Gahâlidé : Eh, tu ne vas pas le décrire ?
L’auteur : Qui donc ?
Gahâlidé : Guetteur.
L’auteur (Alors que toute mon attention est attirée par les terremotos façonnant l’histoire géologique et politique de ce pays j’hésite à te décrire Guetteur, sachant bien que dans tout roman il convient de cerner particulièrement les personnages principaux et que certains, puristes littéraires, vont m’en tenir rigueur.) :
Guetteur ? Mais il n’est pas réel Gahâlidé, comment veux-tu le décrire ?
Gahâlidé : Donne-lui un genre, un genre d’humain par exemple.

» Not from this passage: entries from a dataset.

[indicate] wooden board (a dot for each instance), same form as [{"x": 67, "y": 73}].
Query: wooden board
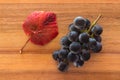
[
  {"x": 36, "y": 62},
  {"x": 59, "y": 1}
]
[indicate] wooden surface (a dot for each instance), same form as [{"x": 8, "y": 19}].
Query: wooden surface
[
  {"x": 36, "y": 62},
  {"x": 59, "y": 1}
]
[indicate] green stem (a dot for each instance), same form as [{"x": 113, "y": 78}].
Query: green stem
[{"x": 92, "y": 25}]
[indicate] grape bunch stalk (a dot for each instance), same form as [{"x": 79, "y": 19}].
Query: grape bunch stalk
[{"x": 82, "y": 39}]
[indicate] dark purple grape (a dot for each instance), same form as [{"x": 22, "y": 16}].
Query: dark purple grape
[
  {"x": 97, "y": 30},
  {"x": 78, "y": 63},
  {"x": 97, "y": 48},
  {"x": 63, "y": 53},
  {"x": 98, "y": 38},
  {"x": 84, "y": 37},
  {"x": 85, "y": 55}
]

L’auteur : Un genre, c’est impossible au jour d’aujourd’hui, tu sais bien que chez les humains ça ne fait plus très genre d’avoir un genre genré.
(– Il avait cité Lamartine et le djinn le regardait l’air interloqué par son insistance tautologique.)
Gahâlidé : Alors, une couleur, une forme d’objet ou d’animal, de nuage, c’est toi l’auteur, fais ton boulot mon vieux ! Tigre, panthère, cheval, chat, oiseau, poisson… ? Un porte-voix, une cloche, ce serait pas mal pour un lanceur d’alerte !
L’auteur : Lui donner un aspect définitif ?
Gahâlidé : Il le faut mon cher.
 

Note de l'auteur - Magnitude 11

« – Cette éternelle jeunesse, c'était un peu faux quand même, me dit-elle dans un sursaut de lucidité.
Elle a fini par vieillir elle aussi, tout en gardant cette élégance acquise au contact de Madame Detounens et à la fréquentation des boutiques de Paradisio. »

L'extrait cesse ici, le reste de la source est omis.